Franz Kafka’s Father
Kafka’s father, the dry-goods merchant Hermann Kafka, came from Wossek (Czech: Osek), a small village in southern Bohemia. He was born there in 1852, in a poor shack, the son of a Jewish butcher. Hermann was never able to forget his harsh childhood: having to set off with a little cart early every morning, in cold or hot weather alike, to his father’s far-flung customers. As a young man he travelled to Prague, married “well”, and was able to make use of both his hard work and his wife’s dowry to set up a haberdashery, which developed over time into a successful business. His son, however, born a year after his marriage, did not want to follow in his energetic father’s footsteps and went to university, becoming a clerk – and later a writer. Hermann Kafka outlived him by seven years. When he died in Prague on 6th June 1931, a respected citizen and homeowner, he had not the faintest idea of his son’s significance.
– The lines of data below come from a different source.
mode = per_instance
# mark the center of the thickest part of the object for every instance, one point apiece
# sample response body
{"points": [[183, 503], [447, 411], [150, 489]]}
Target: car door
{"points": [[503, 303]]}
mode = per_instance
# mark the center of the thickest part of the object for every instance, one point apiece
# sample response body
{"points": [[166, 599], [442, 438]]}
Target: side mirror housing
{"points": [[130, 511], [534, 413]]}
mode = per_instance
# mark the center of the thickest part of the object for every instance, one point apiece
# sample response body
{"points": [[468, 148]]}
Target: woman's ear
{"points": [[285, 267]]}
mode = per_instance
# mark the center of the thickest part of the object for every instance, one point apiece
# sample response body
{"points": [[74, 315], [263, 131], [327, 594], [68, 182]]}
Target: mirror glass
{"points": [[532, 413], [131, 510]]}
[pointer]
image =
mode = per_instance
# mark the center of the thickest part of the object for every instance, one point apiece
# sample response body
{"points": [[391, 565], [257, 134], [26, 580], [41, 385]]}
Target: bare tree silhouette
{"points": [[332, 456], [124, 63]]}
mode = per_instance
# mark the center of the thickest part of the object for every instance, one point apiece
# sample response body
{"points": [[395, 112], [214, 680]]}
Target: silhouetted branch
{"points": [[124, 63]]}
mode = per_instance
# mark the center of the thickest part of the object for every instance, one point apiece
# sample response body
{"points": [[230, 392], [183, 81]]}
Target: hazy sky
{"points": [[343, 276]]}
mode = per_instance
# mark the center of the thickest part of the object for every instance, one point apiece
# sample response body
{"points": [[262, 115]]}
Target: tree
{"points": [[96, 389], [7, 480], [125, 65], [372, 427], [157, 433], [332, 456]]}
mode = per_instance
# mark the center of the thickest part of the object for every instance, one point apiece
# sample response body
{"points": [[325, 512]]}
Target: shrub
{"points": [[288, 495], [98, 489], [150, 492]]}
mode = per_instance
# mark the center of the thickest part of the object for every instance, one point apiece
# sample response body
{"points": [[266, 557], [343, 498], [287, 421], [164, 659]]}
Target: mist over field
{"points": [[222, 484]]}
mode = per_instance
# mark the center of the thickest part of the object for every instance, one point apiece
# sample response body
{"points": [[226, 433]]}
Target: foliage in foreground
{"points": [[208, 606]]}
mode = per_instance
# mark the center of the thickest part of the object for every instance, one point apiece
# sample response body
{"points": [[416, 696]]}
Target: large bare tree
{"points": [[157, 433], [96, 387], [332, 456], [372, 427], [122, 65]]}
My dear departed husband was born in Osek near Strakonice. […] My husband was sent to a strange place as a fourteen-year-old lad and had to earn his own living. He became a soldier in his twenties and reached the rank of platoon leader. He married me in his thirties. He had established himself with few funds and, because we were both very hard-working, made a respected name for himself.
Julie Kafka
You also have a particularly beautiful, very rare way of smiling a quiet, satisfied, approving smile that can make the person for whom it is meant entirely happy.